WASHINGTON The Food and Drug Administration said Botox and two other injections have been linked to rare botulism symptoms, particularly when given to children to help relax uncontrollable muscle movements.

While Botox is best known for clearing wrinkles by paralyzing facial muscles, the botulin-based drug also is widely used for muscle-spasm conditions. In rare cases, the toxin can spread beyond the injection site to other parts of the body, paralyzing or weakening the muscles used for breathing and swallowing, a potentially fatal side effect. Signs of botulism include difficulty swallowing or breathing, slurred speech and muscle weakness. Those symptoms have been reported as early as several hours after receiving a drug injection.

The agency began investigating the problems last year but is now requiring manufacturers Allergan, Solstice Neurosciences and Medicis to bolster warnings on their products and conduct additional safety studies.

FDA said it received reports of hospitalization and death in children with cerebral palsy taking the drugs for spasticity in their legs. That use is not approved by regulators in the U.S., though it is in some other countries.

The majority of problems seen in adults came after treatment for muscle spasms and cervical dystonia, a type of neck contraction for which the drugs are approved. Some of those patients had to be hospitalized and put on mechanical ventilation in order to breath. While the agency said it has received reports of botulism symptoms in patients taking the drug for anti-wrinkle uses, none of those cases has been confirmed.

Botox and competitors Myobloc from Solstice Neurosciences and Dysport from Medicis will carry a boxed warning, the most serious type the agency enforces.

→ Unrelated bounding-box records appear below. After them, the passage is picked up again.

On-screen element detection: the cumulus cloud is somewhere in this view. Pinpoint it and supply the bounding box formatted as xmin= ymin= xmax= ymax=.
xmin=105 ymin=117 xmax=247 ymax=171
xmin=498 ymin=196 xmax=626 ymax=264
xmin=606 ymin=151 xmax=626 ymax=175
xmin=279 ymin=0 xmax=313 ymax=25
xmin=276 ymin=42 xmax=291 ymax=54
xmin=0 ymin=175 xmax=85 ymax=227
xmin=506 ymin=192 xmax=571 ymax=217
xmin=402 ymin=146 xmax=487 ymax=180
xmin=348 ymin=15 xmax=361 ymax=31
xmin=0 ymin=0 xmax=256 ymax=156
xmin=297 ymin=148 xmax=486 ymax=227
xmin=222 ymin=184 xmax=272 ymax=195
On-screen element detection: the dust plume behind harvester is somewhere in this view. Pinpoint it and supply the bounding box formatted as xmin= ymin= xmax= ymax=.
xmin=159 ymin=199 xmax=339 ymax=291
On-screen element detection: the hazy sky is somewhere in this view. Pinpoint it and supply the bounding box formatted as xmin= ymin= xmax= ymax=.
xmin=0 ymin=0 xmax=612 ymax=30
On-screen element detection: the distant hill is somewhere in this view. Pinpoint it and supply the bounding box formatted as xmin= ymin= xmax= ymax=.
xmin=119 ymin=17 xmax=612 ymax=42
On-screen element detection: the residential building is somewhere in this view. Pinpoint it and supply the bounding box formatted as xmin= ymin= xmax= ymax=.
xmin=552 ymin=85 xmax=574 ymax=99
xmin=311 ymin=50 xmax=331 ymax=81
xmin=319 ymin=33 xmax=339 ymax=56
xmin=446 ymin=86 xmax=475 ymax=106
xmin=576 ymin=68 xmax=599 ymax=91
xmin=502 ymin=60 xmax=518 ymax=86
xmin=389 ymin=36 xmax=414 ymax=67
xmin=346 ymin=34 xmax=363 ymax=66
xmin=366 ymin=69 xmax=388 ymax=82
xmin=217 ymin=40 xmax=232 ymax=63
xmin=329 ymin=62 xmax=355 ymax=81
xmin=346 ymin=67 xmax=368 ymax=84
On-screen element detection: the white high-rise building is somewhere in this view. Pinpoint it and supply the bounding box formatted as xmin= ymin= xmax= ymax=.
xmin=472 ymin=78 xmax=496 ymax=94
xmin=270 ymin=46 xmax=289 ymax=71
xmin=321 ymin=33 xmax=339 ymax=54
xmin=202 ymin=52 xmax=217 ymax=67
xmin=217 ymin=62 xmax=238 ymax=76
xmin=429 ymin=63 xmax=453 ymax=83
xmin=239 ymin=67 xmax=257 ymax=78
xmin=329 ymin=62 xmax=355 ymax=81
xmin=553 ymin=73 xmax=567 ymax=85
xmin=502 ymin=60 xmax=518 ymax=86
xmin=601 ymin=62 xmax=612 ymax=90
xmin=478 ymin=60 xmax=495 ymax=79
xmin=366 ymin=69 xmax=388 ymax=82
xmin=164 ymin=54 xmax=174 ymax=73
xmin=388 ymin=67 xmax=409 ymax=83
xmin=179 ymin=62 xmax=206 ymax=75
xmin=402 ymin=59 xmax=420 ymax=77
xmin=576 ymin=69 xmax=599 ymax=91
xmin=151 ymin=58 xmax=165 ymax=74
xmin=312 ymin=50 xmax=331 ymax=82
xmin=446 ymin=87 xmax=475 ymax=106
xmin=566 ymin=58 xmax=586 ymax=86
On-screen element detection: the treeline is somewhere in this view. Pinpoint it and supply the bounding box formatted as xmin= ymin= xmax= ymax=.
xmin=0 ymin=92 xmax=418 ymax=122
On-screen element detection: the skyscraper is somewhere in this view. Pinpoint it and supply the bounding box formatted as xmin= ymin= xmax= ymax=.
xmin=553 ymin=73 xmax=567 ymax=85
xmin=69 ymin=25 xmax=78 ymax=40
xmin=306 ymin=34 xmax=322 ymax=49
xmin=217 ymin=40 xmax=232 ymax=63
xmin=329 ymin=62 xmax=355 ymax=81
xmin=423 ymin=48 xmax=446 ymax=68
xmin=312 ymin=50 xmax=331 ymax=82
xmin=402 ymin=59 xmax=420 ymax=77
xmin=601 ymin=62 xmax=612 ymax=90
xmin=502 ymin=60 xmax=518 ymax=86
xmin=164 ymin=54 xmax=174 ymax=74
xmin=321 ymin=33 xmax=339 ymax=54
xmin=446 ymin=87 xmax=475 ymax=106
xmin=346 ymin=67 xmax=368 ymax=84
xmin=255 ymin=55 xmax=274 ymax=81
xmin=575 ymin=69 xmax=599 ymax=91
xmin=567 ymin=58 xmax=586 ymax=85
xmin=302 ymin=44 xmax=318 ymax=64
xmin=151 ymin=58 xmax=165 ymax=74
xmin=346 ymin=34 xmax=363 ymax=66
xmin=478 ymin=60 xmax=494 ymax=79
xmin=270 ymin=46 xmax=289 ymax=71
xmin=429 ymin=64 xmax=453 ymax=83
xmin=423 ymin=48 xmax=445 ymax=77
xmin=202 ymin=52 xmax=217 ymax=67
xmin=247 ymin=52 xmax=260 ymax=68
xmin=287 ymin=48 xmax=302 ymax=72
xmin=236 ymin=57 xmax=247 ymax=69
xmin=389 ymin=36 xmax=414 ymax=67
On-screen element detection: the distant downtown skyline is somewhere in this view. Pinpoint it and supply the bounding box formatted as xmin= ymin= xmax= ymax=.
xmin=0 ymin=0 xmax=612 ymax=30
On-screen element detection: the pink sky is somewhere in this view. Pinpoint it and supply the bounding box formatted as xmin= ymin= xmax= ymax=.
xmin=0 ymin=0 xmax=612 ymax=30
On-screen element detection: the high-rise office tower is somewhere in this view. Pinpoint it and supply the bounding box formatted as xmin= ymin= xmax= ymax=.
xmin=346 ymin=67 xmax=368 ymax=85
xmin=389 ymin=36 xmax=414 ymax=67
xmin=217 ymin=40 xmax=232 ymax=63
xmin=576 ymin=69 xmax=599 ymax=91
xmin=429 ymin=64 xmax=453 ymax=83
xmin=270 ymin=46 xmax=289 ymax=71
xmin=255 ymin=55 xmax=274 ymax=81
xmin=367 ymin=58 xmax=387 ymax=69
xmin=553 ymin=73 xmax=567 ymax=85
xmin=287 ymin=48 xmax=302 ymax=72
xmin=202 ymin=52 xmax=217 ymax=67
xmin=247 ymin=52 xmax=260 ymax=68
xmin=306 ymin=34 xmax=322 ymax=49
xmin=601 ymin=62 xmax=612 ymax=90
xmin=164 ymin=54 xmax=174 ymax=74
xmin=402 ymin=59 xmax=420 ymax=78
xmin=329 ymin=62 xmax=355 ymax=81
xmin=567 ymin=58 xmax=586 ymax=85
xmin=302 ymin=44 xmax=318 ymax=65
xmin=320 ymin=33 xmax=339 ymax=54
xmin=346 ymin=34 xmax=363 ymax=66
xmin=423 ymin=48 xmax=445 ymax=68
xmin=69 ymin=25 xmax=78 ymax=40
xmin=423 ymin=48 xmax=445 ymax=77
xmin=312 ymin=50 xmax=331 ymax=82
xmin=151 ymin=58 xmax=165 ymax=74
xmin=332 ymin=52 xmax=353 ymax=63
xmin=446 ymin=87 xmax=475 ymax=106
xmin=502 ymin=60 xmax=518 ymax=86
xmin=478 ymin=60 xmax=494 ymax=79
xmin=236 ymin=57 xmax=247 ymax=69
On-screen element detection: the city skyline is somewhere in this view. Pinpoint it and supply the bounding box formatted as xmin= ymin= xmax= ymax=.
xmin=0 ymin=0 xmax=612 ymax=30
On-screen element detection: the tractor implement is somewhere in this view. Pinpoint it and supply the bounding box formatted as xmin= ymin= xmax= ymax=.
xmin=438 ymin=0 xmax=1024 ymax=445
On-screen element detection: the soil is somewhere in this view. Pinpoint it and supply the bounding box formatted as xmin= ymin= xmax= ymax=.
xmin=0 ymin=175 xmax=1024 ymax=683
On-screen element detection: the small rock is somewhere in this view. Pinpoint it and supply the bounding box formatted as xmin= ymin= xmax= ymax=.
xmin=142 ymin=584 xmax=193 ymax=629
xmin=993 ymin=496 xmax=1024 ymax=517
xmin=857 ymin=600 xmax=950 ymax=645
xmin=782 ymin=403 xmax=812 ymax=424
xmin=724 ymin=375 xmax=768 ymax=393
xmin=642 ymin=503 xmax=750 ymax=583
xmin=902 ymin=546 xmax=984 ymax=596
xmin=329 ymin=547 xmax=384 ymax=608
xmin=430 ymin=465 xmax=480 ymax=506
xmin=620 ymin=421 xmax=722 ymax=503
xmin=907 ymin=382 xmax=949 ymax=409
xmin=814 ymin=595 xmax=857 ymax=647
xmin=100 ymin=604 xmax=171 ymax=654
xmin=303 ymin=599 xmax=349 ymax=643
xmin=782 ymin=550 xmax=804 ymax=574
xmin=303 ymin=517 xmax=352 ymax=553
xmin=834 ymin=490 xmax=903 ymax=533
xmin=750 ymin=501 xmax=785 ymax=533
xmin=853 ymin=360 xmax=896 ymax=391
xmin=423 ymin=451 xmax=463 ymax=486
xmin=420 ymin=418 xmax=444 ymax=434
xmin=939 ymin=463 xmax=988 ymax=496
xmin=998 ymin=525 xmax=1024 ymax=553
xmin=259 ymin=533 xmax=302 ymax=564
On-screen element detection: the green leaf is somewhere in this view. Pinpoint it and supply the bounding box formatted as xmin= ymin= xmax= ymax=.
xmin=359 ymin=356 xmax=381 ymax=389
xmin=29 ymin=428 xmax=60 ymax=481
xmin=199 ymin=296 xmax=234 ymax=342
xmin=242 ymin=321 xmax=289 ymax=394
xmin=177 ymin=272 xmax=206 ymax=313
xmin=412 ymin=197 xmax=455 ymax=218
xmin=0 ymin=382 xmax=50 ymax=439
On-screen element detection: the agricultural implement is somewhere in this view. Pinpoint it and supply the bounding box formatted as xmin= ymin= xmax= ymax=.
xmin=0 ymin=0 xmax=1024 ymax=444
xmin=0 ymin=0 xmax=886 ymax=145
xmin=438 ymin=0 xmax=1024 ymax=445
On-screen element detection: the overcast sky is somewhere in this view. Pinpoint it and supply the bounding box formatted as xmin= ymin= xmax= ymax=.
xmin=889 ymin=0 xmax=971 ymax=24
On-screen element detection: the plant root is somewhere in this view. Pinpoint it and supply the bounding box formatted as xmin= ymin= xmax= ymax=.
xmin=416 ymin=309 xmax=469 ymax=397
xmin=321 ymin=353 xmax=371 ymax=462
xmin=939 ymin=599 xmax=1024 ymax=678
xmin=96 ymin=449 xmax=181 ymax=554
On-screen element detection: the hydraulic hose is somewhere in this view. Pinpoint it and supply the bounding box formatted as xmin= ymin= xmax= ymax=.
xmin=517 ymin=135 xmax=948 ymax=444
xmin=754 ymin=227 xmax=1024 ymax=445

The new labeling urges physicians to tell patients about the risks of botulin-based drugs and to seek medical care if they develop any symptoms. The companies also will be required to develop medication pamphlets that explain the risks to patients.

Irvine, Calif.-based Allergan said it would cooperate with the agency and stressed that the problems reported by FDA are rare.

"Botox has been marketed in the United States for nearly 20 years, its safety and efficacy profile are well understood, and reports of suspected distant spread have been rare," the company said in a statement.